Reacher milczał przez kilka kilometrów. Potem potrząsnął głową.
– Przestraszyłem się – powiedział. Harper obrzuciła go szybkim spojrzeniem.
– Czego?
– Lubiłem wojsko takie, jakie było. Nie chciałem, żeby się zmieniło.
– W co?
– W coś mniejszego. To była wielka, wielka rzecz. Nie masz pojęcia jak wielka. Rozciągała się na cały świat. Dostałem awans, więc byłbym wyżej w mniejszej firmie.
– Co w tym złego? Wielka ryba w małym akwarium, tak?
– Nie chciałem być wielką rybą – powiedział Reacher. – Podobało mi się bycie małą rybką.
– Nie byłeś mała rybką. Major to nie jest mała rybka. Skinął głową.
– W porządku. Podobało mi się być średnią rybką. To było wygodne. Można powiedzieć: anonimowe.
Harper potrząsnęła głową.
– To niewystarczający powód, żeby odejść. Reacher spojrzał w niebo, na nieruchome gwiazdy, od których dzieliły go miliardy kilometrów.
– Wielka ryba w małym akwarium nie ma gdzie pływać – powiedział. – Całe lata siedziałbym w jednym miejscu. Wielkie biurka, pięć lat za tym biurkiem gdzieś tam, a potem kolejne pięć lat za jeszcze większym biurkiem gdzieś indziej. Facet taki jak ja, bez talentów politycznych i towarzyskich, może dojść do pełnego pułkownika, nie dalej. Resztę kariery przeżyłbym jako pułkownik, piętnaście, może nawet dwadzieścia lat.
– A?
– A ja chciałem być w ruchu. Całe życie przeżyłem w ruchu. Dosłownie. Bałem się zatrzymać. Nie wiedziałem, co to znaczy żyć w bezruchu, ale zakładałem, że takie życie znienawidzę.
– I?
Reacher wzruszył ramionami.
– No i utknąłem.
– I? – powtórzyła Harper.
Reacher jeszcze raz wzruszył ramionami. Milczał. W samochodzie było ciepło. Ciepło i wygodnie.

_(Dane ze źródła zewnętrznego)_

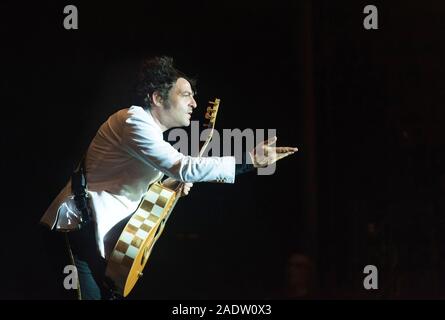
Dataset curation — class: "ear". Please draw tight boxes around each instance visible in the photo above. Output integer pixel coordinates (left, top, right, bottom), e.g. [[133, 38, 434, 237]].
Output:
[[151, 91, 164, 107]]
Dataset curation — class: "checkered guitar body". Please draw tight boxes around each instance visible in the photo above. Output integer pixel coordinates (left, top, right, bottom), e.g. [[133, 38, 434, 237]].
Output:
[[105, 183, 176, 297], [105, 99, 220, 297]]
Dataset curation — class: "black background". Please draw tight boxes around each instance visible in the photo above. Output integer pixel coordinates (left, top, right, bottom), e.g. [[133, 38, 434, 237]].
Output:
[[0, 0, 445, 299]]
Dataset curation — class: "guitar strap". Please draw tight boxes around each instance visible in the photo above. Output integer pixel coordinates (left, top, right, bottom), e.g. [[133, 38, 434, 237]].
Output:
[[71, 154, 91, 229]]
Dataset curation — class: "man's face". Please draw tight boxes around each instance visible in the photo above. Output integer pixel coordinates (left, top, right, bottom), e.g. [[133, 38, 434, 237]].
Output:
[[163, 78, 197, 128]]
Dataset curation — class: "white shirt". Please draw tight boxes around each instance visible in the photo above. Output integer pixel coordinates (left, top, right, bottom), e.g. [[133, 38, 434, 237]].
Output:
[[41, 106, 235, 258]]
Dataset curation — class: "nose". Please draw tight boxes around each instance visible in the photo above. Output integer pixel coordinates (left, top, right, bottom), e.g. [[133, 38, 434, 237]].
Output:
[[190, 97, 198, 109]]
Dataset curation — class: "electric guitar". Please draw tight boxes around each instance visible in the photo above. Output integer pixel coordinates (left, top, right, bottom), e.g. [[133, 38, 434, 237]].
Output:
[[105, 99, 220, 297]]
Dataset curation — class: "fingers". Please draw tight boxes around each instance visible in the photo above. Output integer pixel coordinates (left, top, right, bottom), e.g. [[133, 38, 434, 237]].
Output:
[[276, 152, 294, 161], [264, 136, 278, 146]]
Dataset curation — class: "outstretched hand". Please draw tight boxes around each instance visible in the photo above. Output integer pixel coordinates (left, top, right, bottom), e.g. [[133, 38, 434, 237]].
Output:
[[249, 136, 298, 168]]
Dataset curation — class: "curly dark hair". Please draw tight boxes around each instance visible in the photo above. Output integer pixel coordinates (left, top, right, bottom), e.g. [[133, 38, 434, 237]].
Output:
[[136, 56, 196, 107]]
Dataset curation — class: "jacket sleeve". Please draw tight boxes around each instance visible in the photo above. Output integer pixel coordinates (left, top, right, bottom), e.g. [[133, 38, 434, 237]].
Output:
[[121, 108, 235, 183]]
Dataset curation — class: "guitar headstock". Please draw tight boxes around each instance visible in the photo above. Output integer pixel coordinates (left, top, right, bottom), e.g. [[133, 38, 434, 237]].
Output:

– Powiedz to wreszcie – przerwała milczenie Harper. – Wyrzuć to z siebie. Utknąłeś i…
– I nic.
– Gówno tam „nic”. I? Reacher odetchnął głęboko.
– I mam z tym problem.
W samochodzie zapadła cisza. Harper skinęła głową, jakby doskonale go rozumiała.
– Rozumiem, że Jodie nie bardzo chce być w ruchu?
– A ty byś chciała?
– Nie wiem. Reacher skinął głową.
– Problem w tym, że ona wie. Wychowaliśmy się w tym samym środowisku, przenosiliśmy się ciągle z bazy do bazy i do jeszcze innej bazy. Wędrowaliśmy po całym świecie, miesiąc tu, pół roku tam. Jodie żyje takim życiem, jakim żyje, ponieważ zdołała się od tego oderwać. Sama stworzyła sobie świat dokładnie taki, jaki chce mieć. Dobrze wie, czego chce, bo równie dobrze wie, jaka jest alternatywa.